Intisari-Online.com - Amerika Serikat (AS) dan Chinatelah terlibat dalam perang kata-kata selama bertahun-tahun.
Namun konflikdi Laut China Selatan beda karena menggunakan pasukan militer.
Sehingga adakekhawatiran besar akan konflik di wilayah yang dijuluki perairan termahal di dunia itu.
Jika konflik terjadi, AS mengatakan akan siap karena mulai menggunakan drone untuk bekerja bersama teknologi tak berawak untuk membantu skenario tempurnya mulai tahun 2021.

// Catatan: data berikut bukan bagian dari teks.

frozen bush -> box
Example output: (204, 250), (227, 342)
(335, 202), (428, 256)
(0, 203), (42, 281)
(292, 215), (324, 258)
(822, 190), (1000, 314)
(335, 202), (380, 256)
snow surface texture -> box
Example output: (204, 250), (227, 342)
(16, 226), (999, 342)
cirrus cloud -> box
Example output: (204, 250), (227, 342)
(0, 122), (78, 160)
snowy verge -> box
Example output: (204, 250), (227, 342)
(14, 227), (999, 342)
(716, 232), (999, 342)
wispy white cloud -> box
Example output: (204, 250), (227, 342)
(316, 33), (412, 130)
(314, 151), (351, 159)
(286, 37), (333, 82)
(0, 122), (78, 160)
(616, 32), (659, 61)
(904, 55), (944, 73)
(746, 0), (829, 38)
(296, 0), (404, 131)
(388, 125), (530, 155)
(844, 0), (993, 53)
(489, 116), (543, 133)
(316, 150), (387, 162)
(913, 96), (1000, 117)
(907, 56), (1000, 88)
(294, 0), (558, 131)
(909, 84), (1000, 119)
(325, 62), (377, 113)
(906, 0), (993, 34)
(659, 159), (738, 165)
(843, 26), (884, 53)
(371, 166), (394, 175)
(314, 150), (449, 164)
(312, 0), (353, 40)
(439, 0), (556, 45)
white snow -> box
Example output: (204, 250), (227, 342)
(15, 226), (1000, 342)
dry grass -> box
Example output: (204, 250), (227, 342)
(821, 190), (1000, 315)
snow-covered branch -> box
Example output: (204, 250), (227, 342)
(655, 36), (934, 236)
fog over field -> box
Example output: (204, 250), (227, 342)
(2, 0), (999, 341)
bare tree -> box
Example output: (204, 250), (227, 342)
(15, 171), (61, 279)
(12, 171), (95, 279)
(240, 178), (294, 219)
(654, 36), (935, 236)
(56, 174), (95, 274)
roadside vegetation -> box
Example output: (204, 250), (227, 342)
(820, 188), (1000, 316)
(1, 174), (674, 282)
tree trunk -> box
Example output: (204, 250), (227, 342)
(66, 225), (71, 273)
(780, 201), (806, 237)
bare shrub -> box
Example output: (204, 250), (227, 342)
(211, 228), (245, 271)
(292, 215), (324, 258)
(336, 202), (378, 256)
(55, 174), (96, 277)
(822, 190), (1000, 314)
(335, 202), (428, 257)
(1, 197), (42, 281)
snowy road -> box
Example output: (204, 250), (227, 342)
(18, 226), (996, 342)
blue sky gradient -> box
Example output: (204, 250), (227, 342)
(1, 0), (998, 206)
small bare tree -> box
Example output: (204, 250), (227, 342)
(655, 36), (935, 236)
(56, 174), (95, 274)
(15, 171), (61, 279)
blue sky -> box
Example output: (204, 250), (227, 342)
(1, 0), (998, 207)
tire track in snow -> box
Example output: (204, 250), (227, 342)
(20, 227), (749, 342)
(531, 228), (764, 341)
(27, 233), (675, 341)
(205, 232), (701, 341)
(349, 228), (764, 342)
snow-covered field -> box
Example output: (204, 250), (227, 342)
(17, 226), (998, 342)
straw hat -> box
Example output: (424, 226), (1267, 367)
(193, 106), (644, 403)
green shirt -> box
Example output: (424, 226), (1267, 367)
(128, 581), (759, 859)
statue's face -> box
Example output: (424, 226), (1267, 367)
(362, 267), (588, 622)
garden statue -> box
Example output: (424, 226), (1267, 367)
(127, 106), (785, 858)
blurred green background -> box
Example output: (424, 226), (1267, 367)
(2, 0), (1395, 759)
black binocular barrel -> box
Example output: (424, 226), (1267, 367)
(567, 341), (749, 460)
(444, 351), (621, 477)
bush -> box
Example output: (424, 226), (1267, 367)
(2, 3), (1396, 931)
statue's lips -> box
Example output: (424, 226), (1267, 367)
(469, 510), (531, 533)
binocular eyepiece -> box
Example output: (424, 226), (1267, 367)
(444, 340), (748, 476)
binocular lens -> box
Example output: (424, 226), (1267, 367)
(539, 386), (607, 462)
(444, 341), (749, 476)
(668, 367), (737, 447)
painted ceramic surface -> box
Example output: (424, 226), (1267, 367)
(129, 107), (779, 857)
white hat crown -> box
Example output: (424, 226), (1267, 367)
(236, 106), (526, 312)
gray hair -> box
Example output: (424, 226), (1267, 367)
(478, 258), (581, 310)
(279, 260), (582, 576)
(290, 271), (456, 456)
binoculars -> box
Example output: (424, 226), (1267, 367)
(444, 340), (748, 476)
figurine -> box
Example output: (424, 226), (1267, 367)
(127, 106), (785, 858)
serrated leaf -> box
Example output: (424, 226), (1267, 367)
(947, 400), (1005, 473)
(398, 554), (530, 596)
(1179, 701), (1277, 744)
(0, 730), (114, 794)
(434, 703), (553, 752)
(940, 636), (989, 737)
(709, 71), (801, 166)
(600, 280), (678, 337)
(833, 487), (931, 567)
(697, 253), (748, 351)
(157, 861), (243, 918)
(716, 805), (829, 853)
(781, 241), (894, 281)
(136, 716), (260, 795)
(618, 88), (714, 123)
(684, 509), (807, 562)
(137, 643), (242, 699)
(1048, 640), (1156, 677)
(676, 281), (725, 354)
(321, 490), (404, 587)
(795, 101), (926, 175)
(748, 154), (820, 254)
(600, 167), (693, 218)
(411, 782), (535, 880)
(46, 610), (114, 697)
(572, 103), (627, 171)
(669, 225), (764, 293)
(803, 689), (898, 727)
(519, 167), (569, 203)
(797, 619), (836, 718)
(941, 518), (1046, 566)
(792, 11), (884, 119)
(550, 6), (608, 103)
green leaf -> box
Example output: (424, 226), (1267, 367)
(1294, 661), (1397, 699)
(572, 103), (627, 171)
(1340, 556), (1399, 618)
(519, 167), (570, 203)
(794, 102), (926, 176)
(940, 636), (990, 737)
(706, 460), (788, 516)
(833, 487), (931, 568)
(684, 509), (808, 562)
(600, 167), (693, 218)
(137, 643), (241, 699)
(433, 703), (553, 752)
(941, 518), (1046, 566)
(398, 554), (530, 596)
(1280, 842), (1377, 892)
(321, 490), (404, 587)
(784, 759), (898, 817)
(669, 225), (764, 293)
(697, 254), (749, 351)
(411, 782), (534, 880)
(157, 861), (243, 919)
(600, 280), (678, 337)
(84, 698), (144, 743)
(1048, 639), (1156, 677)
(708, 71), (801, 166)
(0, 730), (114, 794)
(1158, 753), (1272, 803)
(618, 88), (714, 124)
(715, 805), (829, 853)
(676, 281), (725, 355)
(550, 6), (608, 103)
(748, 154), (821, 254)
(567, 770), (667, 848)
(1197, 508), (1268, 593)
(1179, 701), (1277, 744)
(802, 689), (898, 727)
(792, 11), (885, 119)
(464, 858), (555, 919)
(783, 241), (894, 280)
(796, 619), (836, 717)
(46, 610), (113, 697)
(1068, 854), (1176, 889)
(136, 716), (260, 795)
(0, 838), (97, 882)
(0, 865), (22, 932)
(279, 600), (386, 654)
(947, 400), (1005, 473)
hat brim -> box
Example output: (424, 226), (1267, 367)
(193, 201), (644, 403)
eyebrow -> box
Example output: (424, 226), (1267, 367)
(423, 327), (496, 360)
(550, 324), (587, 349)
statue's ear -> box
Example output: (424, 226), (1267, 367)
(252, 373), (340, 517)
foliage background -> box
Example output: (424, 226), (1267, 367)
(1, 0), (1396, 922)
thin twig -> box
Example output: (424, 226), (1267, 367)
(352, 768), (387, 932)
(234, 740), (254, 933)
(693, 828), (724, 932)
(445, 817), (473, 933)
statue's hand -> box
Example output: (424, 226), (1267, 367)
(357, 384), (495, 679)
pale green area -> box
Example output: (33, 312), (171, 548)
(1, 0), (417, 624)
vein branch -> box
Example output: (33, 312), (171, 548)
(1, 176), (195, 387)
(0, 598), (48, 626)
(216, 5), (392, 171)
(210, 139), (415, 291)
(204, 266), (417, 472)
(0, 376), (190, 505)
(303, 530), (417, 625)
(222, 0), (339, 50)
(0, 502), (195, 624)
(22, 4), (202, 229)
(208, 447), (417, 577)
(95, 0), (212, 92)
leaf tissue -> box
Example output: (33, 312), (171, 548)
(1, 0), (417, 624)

Pentingnya penyertaan tersebut dikemukakan oleh Laksamana Muda Robert Gaucher, direktur markas besar maritim dengan AS Armada Pasifik.
“Kami sedang syuting untuk awal 2021 agar dapat menjalankan masalah pertempuran armada yang berpusat pada teknologi tak berawak," ungkapRobert Gaucher.
“Itu akan ada di laut, di atas laut, dan di bawah laut saat kami akan mendemonstrasikan bagaimana kami dapat menyelaraskan diri dengan AS. Indo-Pacific Command mengarahkan untuk menggunakan eksperimen untuk mendorong kematian."
Keputusan tersebut dielu-elukan sebagai "terobosan besar" bagi AS, menurut Eurasiantimes.com.
Operasi pelatihan secara rutin terjadi di perairan, oleh semua negara yang mengklaim wilayah tersebut.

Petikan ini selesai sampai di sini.